Надежно перегородить туннель можно было лишь двумя способами. Либо взорвать его, либо замуровать. Необходимого количества взрывчатки у диаспорских не нашлось. Зато цемента, кирпичей и прочего строительного материала оказалось достаточно.
И теперь несколько бригад рабочих, сменяя друг друга, обкладывали пограничный пост кирпичом, шлакоблоком, какой-то плиткой и заливали в дощатые щиты опалубки бетонный раствор.
Работа кипела. Диаспорские спешили, надеясь закончить строительство прежде, чем под натиском муранчи падут сельмашевские решетки. Только на крепость этих решеток и на расторопность каменщиков сейчас и оставалось уповать.
Кто-то подтаскивал стройматериалы и мешки с цементом, песком и щебенкой, кто-то мешал бетон, кто-то наращивал стены блокпоста в ширину, высоту и толщину. По обе стороны спешно возводимой преграды горели костры и стояли наспех сбитые леса. К сводам была прицеплена опутанная проводами и кабелями зеркальная тарелка прожектора. Вооруженная охрана вглядывалась в темноту туннеля.
Слышались скупые команды военных, сдавленная ругань бригадиров, звяканье железа и стук мастерков по камню. В воздухе висели цементная пыль и негромкий матерок рабочих.
Блокпост превращался в подземную стену с не заложенными еще бойницами, сужающимся проходом над рельсами и не замурованной пока аркой туннельного свода.
* * *
— По одному заходим. Быстро-быстро! — Стоявший перед стеной невысокий горбоносый брюнет с автоматом указал стволом на проход.
Сельмашевские беженцы протискивались на территорию Диаспоры.
— Повезло вам, — хмыкнул брюнет. — Еще бы немного — и замуровали вход. В туннеле кто-нибудь остался?
— Нет, — буркнул Илья, замыкавший шеренгу. — Только муранча.
Он тоже вошел в узкую щель.
За ним потянулись охранники и каменщики, работавшие снаружи.
— Закладывай! — приказал брюнет. «Диаспорские хоть по-человечески поступили, — подумал Илья, — не оставили подыхать снаружи».
Впрочем, благородству хозяев станции вскоре нашлось вполне рациональное объяснение.

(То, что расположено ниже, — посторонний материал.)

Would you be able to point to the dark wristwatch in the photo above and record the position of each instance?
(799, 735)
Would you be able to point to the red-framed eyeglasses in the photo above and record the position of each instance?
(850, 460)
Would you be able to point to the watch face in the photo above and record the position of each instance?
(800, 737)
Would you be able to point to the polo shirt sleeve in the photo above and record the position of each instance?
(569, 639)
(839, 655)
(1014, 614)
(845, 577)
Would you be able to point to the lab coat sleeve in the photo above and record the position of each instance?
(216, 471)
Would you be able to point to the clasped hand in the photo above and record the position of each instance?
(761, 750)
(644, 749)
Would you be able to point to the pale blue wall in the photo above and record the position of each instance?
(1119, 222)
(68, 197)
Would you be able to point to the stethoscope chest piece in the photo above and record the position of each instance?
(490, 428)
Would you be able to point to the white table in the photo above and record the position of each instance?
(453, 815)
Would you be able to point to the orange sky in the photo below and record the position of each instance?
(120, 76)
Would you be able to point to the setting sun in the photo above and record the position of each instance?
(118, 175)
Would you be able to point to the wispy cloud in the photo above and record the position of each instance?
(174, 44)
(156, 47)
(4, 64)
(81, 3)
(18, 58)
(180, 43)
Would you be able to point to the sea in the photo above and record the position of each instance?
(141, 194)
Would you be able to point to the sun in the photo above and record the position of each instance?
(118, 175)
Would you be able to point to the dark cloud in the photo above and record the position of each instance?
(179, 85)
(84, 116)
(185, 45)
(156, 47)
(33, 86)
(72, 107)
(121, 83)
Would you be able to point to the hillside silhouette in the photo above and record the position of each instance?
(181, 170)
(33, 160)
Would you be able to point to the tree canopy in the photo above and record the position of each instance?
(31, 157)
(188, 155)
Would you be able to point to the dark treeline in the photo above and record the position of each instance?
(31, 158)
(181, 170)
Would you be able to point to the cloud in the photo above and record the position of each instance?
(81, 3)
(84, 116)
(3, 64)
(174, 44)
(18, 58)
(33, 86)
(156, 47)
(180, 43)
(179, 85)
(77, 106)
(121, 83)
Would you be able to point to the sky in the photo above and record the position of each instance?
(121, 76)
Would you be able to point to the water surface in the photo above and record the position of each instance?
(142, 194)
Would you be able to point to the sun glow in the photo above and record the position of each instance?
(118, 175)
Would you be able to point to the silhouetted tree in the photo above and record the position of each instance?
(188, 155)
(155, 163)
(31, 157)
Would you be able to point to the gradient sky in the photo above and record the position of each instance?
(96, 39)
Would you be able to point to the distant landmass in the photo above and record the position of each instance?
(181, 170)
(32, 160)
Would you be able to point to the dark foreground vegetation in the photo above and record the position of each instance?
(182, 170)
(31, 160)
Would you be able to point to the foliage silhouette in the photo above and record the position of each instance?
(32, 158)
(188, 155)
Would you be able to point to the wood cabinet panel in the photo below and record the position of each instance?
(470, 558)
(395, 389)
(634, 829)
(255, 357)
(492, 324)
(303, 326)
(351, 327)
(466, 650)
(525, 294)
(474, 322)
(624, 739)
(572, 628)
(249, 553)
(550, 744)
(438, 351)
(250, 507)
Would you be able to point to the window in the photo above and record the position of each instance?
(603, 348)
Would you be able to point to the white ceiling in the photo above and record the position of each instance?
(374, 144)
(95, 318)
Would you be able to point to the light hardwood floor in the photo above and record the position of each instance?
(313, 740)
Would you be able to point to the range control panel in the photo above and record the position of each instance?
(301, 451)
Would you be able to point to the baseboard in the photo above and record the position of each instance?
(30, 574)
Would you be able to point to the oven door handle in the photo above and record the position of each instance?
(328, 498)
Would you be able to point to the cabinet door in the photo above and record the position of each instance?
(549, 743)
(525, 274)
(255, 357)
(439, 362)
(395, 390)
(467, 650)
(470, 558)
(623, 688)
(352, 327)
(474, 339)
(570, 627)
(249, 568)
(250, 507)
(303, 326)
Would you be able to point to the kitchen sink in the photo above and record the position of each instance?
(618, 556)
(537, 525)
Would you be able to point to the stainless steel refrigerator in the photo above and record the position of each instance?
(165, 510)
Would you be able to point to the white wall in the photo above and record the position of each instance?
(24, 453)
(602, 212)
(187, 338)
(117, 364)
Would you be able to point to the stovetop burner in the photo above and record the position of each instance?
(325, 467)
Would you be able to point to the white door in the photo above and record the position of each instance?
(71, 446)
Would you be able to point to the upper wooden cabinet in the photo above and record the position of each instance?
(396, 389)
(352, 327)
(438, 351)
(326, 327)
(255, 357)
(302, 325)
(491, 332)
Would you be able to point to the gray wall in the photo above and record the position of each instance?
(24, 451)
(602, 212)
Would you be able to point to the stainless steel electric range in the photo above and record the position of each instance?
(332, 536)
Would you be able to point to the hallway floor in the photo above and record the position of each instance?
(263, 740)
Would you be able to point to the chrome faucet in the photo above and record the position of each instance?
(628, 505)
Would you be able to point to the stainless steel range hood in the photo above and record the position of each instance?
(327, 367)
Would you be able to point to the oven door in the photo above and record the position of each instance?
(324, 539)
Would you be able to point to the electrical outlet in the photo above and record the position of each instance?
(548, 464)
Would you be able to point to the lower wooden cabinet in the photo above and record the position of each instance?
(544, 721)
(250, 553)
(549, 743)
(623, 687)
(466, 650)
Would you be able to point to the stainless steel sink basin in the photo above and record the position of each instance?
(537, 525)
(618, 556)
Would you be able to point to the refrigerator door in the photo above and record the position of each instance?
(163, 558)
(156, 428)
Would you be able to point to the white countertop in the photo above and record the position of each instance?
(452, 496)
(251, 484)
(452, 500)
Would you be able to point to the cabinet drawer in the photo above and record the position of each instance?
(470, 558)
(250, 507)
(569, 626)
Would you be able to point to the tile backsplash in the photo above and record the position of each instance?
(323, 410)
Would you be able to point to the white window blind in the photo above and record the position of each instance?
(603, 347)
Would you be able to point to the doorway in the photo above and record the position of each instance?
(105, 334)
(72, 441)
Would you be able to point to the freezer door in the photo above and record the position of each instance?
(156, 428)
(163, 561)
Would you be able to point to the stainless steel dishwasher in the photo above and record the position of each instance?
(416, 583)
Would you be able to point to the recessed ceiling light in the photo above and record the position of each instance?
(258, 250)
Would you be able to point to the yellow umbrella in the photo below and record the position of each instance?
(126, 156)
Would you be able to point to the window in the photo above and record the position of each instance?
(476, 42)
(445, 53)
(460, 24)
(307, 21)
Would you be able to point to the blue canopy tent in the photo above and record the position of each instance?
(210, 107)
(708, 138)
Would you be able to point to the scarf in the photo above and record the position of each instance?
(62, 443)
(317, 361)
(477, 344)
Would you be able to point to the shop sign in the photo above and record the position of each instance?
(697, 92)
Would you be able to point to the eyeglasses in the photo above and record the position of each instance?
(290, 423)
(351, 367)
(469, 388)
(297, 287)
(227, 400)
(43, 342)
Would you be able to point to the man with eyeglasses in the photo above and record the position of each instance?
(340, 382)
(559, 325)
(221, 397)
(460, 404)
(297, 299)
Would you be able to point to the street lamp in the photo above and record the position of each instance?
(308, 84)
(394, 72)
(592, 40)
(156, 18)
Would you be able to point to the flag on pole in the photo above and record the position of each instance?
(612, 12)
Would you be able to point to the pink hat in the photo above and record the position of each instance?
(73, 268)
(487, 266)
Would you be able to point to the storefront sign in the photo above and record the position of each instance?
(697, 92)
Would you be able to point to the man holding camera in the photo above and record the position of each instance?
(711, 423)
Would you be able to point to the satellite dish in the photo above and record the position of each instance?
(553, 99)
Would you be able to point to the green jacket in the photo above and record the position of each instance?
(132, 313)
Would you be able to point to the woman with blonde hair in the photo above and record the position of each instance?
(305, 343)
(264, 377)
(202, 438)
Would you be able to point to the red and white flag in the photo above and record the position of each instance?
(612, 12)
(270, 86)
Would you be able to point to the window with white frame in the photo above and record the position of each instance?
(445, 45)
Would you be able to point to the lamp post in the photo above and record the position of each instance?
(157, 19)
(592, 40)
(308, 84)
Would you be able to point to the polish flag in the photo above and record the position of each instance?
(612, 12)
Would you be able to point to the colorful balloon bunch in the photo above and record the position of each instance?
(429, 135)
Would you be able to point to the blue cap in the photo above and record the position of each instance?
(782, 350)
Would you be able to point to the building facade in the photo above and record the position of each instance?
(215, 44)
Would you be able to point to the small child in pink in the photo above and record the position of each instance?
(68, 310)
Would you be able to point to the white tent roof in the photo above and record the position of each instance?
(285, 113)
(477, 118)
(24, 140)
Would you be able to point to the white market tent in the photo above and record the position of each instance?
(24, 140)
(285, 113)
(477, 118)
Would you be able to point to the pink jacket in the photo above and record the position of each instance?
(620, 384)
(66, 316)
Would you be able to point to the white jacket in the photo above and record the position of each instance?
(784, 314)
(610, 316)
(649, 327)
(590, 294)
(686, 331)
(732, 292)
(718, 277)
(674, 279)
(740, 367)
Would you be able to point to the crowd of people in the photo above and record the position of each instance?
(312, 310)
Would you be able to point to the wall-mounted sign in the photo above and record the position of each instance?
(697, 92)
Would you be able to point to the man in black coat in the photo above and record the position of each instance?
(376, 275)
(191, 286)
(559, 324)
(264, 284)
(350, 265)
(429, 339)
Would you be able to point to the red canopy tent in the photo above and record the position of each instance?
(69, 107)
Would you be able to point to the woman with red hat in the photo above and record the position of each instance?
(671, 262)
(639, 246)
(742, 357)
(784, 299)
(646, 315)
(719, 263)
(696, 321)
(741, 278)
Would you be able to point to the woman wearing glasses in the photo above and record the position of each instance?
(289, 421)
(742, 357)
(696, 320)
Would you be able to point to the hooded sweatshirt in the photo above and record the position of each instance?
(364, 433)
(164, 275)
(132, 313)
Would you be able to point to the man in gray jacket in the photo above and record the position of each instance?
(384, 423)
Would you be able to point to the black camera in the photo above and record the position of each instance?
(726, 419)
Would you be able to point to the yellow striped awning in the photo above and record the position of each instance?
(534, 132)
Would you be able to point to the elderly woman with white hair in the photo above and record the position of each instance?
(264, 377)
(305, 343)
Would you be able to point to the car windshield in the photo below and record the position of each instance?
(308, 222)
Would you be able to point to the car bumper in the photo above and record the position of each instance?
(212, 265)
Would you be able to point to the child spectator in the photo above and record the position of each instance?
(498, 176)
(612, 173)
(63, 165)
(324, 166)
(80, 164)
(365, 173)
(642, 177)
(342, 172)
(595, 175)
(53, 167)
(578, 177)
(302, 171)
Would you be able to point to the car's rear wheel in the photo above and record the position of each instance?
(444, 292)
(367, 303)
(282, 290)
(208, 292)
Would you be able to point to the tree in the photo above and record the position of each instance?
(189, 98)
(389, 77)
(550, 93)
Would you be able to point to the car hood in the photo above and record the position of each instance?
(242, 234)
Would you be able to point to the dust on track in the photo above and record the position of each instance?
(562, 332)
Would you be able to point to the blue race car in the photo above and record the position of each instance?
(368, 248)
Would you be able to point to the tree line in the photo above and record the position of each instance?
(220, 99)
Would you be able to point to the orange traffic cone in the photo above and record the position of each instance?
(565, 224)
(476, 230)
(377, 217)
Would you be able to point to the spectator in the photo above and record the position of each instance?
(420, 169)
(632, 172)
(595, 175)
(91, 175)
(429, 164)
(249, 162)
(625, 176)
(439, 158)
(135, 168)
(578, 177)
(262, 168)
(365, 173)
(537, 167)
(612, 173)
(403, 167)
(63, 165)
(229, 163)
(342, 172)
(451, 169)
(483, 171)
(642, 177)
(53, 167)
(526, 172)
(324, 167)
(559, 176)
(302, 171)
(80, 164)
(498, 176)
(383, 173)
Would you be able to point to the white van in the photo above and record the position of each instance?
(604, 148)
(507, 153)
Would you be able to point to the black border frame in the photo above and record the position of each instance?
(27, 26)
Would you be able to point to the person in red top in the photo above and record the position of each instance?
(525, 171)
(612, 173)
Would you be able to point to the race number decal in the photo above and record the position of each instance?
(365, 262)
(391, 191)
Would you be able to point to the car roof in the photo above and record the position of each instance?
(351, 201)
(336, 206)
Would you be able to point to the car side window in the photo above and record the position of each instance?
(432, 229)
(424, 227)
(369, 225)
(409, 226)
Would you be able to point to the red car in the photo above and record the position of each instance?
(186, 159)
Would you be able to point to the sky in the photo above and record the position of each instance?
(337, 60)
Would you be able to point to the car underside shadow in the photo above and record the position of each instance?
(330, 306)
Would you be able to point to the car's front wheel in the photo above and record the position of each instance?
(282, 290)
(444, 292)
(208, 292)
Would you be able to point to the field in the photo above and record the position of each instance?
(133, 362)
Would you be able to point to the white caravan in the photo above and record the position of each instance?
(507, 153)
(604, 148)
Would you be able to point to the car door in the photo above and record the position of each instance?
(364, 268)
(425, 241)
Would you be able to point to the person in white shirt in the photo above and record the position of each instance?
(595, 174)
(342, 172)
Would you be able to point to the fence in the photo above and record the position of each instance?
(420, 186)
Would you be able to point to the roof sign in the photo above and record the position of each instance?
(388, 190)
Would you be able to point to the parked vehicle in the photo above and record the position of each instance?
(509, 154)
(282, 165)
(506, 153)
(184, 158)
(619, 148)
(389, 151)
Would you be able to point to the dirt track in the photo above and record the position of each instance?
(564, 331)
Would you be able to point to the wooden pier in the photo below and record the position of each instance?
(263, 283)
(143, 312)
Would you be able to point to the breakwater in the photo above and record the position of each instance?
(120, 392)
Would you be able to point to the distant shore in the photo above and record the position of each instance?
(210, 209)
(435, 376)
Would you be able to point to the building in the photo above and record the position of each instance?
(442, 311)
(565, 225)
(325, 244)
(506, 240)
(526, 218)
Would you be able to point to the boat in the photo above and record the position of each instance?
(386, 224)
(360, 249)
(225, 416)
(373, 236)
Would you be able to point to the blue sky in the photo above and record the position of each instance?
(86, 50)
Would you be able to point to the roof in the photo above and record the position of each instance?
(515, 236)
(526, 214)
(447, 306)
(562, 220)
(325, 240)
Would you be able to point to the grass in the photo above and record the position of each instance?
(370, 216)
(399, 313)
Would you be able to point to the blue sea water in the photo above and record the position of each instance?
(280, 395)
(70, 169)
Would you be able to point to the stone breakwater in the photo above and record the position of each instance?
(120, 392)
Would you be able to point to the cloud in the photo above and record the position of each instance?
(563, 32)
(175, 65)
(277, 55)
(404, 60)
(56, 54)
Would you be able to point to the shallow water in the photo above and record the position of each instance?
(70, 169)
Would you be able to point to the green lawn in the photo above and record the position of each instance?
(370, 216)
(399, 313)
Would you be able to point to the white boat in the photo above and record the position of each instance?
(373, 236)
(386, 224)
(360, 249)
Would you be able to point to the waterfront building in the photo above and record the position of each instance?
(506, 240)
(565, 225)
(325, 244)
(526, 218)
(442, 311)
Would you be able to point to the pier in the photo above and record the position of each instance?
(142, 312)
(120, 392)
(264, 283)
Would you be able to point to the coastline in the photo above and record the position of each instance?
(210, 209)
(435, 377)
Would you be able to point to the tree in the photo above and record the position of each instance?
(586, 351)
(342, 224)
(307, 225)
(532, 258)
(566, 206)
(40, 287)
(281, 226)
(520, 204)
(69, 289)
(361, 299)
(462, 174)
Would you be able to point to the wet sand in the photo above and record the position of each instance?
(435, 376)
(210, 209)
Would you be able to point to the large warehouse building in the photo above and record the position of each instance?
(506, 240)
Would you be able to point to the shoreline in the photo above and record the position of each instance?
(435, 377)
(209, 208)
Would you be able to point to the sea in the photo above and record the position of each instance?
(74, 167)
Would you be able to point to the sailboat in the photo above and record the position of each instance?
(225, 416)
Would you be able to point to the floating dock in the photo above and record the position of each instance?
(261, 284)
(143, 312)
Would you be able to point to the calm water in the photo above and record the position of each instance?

Не успели новоприбывшие беженцы пройти и нескольких шагов по стройплощадке, как их взяли в оборот:
— А вы чего гуляете? За работу! Живее! Давайте помогайте!
Деловитые бригадиры хватали беженцев и тут же, с ходу, припрягали. Каждому находилось дело. Что ж, в такой ситуации рабочие руки лишними не бывают.
Диаспорские, надо отдать им должное, и сами пахали не разгибаясь, но большая часть подсобных рабочих все же оказалась из пришлых. Среди работников, по-стахановски вкалывающих на подземной стройке, Илья начал узнавать знакомые лица.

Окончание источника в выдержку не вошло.